Em que se relacionam o filme “Hércules” e o mote “no lado certo”? A resposta parece óbvia: luta do bem contra o mal, o filho deixado com os humanos, que regressa ao Olimpo, a que pertence. No entanto, a minha recordação da película, que motiva a escrita desta crónica, é uma personagem que, até onde sei, é bem diferente na mitologia original: Mégara.
Para quem não viu, Mégara é retratada como uma agente de Hades, maquiavélico rei dos infernos, a quem ofereceu a alma em troca de piedade para um antigo namorado. O dito cujo viu-se livre do deus do submundo e largou Mégara por outra saia menos presa. Entende-se que Mégara fez uma escolha errada, vendo-se associada a esse lado, errado, o que assume sem grande aborrecimento.
Mas o que é o lado errado? Ou o certo? Certo, errado; branco, preto; e cinzentos, não? O que raio é um lado? Há uma linha? Imaginando que existe a dita fronteira, Mégara atravessa-a; fá-lo várias vezes enquanto oscila entre o bem e o mal, entre o egocêntrico e altruísta, mas nunca deixa de ser Mégara, sempre Mégara, e tudo faz parte dela. Mas como pode a mesma personagem pertencer aos dois lados? Na falta de resposta, talvez seja a questão que está errada.
Como podem existir lados? Frações? Não será mais um contínuo? Não será a estrada, em vez das bermas? O caminho, em vez da partida e do destino?

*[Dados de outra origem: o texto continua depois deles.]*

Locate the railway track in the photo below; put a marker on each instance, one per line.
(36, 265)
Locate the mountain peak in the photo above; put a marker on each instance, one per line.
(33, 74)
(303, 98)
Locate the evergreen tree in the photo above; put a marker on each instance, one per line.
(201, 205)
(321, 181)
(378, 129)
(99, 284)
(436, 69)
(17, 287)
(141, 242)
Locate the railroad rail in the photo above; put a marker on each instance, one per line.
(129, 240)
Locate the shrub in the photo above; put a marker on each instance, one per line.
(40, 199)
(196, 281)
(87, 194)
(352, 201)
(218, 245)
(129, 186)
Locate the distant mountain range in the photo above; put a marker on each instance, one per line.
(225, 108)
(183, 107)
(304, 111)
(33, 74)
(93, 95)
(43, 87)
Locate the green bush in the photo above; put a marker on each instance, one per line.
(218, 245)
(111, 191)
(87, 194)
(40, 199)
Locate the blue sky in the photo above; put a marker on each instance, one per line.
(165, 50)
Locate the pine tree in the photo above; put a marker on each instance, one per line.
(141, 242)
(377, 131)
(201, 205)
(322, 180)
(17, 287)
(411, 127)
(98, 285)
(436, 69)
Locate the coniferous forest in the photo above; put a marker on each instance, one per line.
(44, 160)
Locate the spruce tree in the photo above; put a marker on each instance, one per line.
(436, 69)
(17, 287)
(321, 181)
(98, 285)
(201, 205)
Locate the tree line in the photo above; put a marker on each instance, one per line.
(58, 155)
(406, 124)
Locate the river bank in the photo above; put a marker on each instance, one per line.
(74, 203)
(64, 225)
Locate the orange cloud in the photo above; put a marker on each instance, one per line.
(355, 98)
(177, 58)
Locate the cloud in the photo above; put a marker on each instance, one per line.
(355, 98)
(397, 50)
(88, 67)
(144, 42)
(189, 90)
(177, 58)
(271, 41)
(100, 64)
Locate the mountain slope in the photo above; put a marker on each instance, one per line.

Na sua força, Mégara é uma personagem com quem me identifico. Acredito que tenha ajudado a moldar a minha personalidade. É deliciosamente cinzenta, é tudo, sem que algo a limite, a defina. Acredito que não há lados, há Mégaras, Patrícias. Em vez de frações, o que existe, o que é real são as pessoas. E há palavras e sentimentos. Cinzentos.